We Need a New, Corporate-Critical Status Quo

As our work at the Revolving Door Project, particularly our Corporate Crackdown projects, strives to highlight, corporations will not cease their harmful behavior because we ask nicely. They need to be pressured by shifting incentives to t make it more costly to continue polluting, driving climate change, and harming communities than it is to shift their business practices. But thanks in part to deregulation campaigns over the last few decades and an activist Supreme Court that has already restricted environmental regulators’ authority, existing regulations are not sufficient to halt the deadly impacts of corporate capitalism — further pressure is needed.
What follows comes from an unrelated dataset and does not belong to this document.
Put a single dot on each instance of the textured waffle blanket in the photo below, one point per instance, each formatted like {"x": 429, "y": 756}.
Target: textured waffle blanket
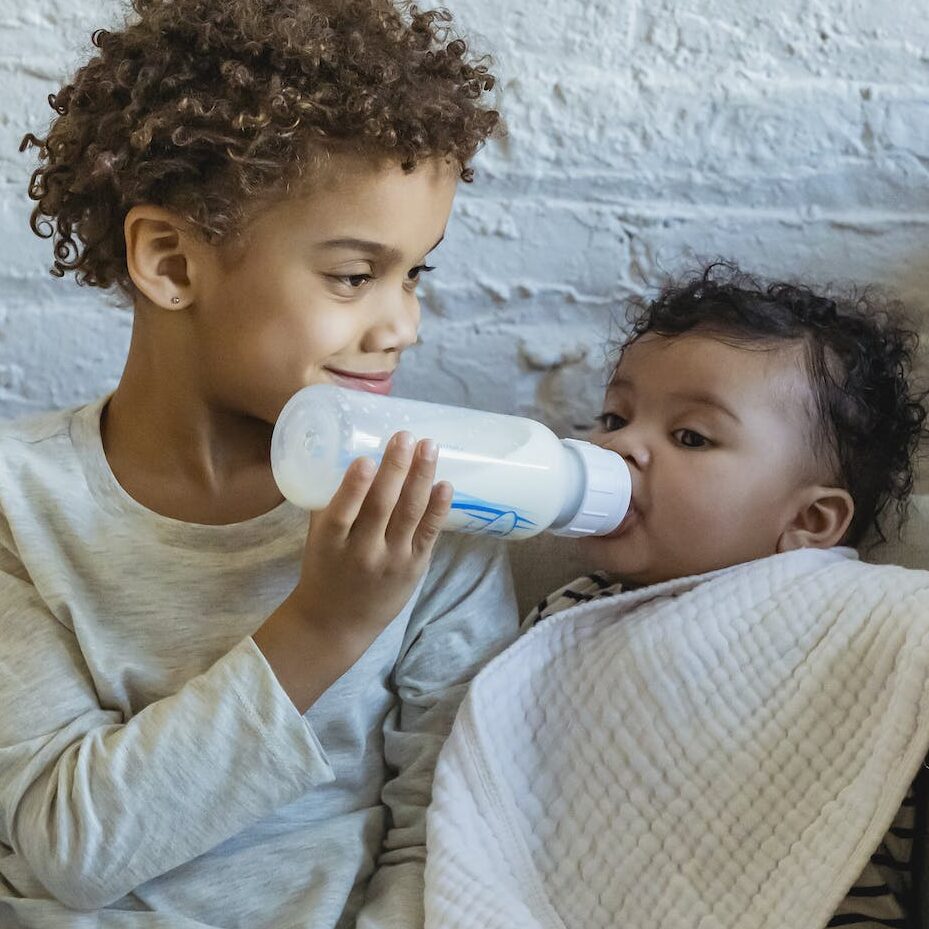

More critical media coverage is a key component of this kind of pressure. When members of the public are more educated on the ways that corporate abuses impact their daily lives, they are more equipped to make demands of their representatives and regulators to hold corporations accountable. Instead of naively pondering how Republicans can deny climate change during a historic heatwave, mainstream outlets should bring the heat themselves, exposing the corporate status quo for the scandal that it is. It’s past time to turn up the temperature for corporate profiteers and call out executives, boards, and shareholders for their greed and abuse.